Radioactive iodine works as a “magic bullet” as it is taken up and stored only by thyroid cells, both normal and cancerous, and destroys them. While in the past most patients were treated with radioactive iodine therapy, the more recent practice is to be selective when considering who would benefit from this treatment. The IoN trial was designed to assess whether observation provided similar outcomes compared to administering radioactive iodine therapy in patients with thyroid cancer with a low-to-intermediate risk of recurrence.
Mallick U, et al. Thyroidectomy with or without postoperative radioiodine for patients with low-risk differentiated thyroid cancer in the UK (IoN): a randomised, multicentre, noninferiority trial. Lancet 2025;406(10498):52-62.doi: 10.1016/ S0140-6736(25)00629-4. PMID: 40543520.

THYROID CANCER
Microwave ablation versus surgery for low-risk papillary thyroid cancer: comparable long-term outcomes

Low-risk thyroid cancers are treated with surgery alone or active surveillance (following the cancer with ultrasound and deferring surgery until the cancer grows significantly). Recently, studies reported the use of thermal ablation techniques to treat small thyroid cancers. In this study, the authors compared the long-term cancer outcomes and complications of microwave ablation vs surgery in patients with small, low risk thyroid cancers.
Fei YL et al. Propensity-matched comparison of microwave ablation and surgical resection for pre-operative T1N0M0 papillary thyroid carcinoma: 5-year follow-up. Eur Radiol.

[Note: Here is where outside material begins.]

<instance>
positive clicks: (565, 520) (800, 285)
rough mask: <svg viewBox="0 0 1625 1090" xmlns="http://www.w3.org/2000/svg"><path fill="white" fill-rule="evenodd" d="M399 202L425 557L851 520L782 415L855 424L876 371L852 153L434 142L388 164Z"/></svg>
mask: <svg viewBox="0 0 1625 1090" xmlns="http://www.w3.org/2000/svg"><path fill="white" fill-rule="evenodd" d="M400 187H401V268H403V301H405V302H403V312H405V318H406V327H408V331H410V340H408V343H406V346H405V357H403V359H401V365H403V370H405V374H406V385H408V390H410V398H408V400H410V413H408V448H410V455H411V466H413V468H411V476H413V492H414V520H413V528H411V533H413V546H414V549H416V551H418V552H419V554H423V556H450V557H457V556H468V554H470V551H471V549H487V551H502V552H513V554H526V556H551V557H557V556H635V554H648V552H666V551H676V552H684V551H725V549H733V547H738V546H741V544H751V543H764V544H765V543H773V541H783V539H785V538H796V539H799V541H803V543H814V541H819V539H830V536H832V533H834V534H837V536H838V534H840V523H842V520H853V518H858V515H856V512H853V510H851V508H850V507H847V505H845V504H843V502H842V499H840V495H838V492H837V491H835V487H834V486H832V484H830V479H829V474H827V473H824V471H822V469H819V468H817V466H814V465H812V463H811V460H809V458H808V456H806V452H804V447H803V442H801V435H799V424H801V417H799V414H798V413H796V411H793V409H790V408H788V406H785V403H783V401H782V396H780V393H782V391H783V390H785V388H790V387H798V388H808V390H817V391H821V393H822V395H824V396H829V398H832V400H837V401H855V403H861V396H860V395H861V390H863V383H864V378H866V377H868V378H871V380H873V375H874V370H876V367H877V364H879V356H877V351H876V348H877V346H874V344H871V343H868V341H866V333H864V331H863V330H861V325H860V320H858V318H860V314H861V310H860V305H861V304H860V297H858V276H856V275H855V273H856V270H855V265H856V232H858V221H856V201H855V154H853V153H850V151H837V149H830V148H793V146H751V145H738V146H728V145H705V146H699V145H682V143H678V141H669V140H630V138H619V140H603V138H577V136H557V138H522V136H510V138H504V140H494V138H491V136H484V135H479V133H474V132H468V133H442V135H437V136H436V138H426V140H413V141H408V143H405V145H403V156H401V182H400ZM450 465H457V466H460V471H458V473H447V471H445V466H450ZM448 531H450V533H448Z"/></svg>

Epub 2025 Aug 6;

HYPOPARATHYROIDISM .
Emergency room visits for hypoparathyroidism: learning from California’s long-term data

Short-term hypoparathyroidism after surgery is relatively common and usually resolves in 1-2 weeks after surgery. Permanent hypoparathyroidism is rare, associated with 1-2% of total thyroidectomies performed by experienced, high volume thyroid surgeons. In this study, the authors analyzed the data of Emergency Department (ED) visits for postoperative hypoparathyroidism up to 2 years after surgery with the goal to comprehend demographic, clinical, and surgical factors associated with these visits.
Woods AL, et al. Hypoparathyroidism After Total Thyroidectomy: A Population-Based Analysis of California Databases. J Surg Res 2025;310:268-274; doi: 10.1016/j.jss.2025.03.061. PMID: 40327904.